One such prediction is that it will be small, nimble, and hungrier vendors who will provide GIS customers with cloud offerings. Without naming any names, the author posits that the changes “from providing traditional on-premise solutions to offering software purely as a service are not easy for large incumbent technology vendors.”
Further writes O’Doherty:
“Ironically, inability to innovate is one of the major problems that plague large established software companies. In fact the ability to bring new products and solutions to market tends to be inversely proportional to size, previous success and profitability. This problem is obvious in the GIS sector, dominated as it is by a few large incumbents, which over the years has been slow to move from its traditional models and mores. On top of the software industry infrastructural problems, which conspire to stymie technical advances, SaaS probably represents a more significant technical and business revolution than we have experienced before; even more so than the change from monolithic mainframe applications to client/server in the 1980s and 1990s.”
Read the full article and the comments.





"Small and nimble." Not how I would describe Google, Microsoft, and Amazon. It seems to me that it is those vendors with deep pockets that are doing it and that these folks have either underbid (by giving away the service) or consumed the small and nimble outfits.
I think in O'Doherty's article "small and nimble" refers to the GIS implementers, not to cloud infrastructure vendors such as Amazon. Microsoft and Google provide nice map foundations, but it will be small outfits like GeoJason (link below) who will make the map sandwich.
http://blog.entchev.com/2010/04/24/geojason-get-it--moving-from-arcgis-server-to-google-maps-api.aspx
I am still confused based on the quote in your post. Here is an example...
So when Bing maps (owned by old, large, incumbent Microsoft) serves up terabytes of Pictometry data (fairly new remote sensing vendor) so that someone who never had access to GIS technology before can create real estate mash-ups who is failing to innovate? Seems to me that cloud GIS hinges on some very well-established giants, and if they fail it is all over with for the "small and nimble." My point is that sweeping generalizations tend not to work very well when it comes to the cloud.
I agree with your point that sweeping generalizations tend not to work well. Not when it comes to the cloud, nor elsewhere.

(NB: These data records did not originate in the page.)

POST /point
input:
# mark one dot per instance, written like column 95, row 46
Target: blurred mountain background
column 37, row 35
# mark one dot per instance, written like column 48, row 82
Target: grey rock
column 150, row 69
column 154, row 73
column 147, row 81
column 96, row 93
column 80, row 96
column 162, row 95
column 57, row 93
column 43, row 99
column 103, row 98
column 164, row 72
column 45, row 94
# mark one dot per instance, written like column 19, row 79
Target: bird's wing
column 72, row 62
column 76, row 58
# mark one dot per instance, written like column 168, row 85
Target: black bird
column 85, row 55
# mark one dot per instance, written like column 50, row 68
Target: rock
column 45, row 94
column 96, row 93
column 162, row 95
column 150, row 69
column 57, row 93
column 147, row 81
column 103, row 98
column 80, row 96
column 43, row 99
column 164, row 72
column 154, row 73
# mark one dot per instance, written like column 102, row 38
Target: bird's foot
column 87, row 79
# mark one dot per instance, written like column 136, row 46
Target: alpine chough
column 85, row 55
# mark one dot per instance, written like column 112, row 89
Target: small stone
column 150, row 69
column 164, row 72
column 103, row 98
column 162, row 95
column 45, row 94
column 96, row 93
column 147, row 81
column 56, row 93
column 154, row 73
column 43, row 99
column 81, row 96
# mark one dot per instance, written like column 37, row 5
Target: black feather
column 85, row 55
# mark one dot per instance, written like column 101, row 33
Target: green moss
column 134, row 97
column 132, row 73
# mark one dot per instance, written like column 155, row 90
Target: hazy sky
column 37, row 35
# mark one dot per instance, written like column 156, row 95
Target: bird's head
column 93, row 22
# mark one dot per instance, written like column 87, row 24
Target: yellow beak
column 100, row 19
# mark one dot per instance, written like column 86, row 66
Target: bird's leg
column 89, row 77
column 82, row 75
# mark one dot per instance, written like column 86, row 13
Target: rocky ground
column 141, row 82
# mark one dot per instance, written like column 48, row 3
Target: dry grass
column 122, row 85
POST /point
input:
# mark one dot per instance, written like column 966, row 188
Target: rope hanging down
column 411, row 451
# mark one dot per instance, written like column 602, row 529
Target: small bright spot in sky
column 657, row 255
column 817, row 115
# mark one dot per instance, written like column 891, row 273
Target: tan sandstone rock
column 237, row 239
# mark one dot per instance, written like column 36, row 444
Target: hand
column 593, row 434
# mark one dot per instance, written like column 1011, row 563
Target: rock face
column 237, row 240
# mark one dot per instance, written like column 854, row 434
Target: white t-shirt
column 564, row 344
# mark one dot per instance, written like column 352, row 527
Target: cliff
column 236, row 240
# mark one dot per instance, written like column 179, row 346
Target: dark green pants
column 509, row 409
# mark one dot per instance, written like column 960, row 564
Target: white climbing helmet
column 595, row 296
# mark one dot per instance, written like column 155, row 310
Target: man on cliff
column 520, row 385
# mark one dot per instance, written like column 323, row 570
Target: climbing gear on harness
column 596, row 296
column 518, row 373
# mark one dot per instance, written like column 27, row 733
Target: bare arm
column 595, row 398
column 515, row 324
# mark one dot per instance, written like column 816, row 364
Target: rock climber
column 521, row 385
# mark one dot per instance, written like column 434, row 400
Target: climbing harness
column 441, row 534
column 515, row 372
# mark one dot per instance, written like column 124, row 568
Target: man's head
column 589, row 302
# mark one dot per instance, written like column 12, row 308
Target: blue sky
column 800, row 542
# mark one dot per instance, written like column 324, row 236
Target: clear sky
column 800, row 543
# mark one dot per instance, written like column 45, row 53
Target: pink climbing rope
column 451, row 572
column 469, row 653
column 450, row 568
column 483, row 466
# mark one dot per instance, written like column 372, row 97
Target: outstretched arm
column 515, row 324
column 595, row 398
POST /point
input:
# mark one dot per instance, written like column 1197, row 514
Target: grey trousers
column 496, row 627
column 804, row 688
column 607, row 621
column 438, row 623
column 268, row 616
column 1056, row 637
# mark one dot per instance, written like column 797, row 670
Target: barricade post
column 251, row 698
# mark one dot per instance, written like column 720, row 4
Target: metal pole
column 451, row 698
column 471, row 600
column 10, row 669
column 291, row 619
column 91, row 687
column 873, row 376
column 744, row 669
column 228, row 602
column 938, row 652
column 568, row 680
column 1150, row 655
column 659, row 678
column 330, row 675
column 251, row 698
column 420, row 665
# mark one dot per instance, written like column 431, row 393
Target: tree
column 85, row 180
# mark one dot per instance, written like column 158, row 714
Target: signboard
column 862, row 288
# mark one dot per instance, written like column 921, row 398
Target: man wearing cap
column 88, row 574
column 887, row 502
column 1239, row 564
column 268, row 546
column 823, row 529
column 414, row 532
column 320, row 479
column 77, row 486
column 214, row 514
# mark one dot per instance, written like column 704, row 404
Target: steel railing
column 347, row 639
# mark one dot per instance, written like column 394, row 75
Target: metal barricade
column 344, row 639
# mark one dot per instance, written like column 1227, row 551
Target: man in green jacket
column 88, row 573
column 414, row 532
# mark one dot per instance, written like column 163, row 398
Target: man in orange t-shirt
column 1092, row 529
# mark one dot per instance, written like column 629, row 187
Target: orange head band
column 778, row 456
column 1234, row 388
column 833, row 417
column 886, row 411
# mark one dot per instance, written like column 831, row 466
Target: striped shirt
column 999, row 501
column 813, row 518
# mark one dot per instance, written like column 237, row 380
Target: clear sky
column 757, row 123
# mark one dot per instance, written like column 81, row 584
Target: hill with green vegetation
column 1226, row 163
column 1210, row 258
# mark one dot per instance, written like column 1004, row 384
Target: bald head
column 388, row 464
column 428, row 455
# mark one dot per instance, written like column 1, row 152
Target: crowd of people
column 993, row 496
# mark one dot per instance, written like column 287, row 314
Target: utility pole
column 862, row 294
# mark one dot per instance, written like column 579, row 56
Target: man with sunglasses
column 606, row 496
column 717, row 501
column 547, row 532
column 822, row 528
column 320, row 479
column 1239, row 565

Perhaps because of my bias as a municipal GIS implementer I saw something in O'Doherty's article that wasn't there. But what I saw through my possibly biased lens is this: If I am a municipal government, Microsoft of Google will not put my GIS in the cloud (although they will provide an essential foundation). Nor will a well-established GIS vendor put my GIS in the cloud. It will be a small and nimble third party that will overlay *my data* on top of Bing's foundation.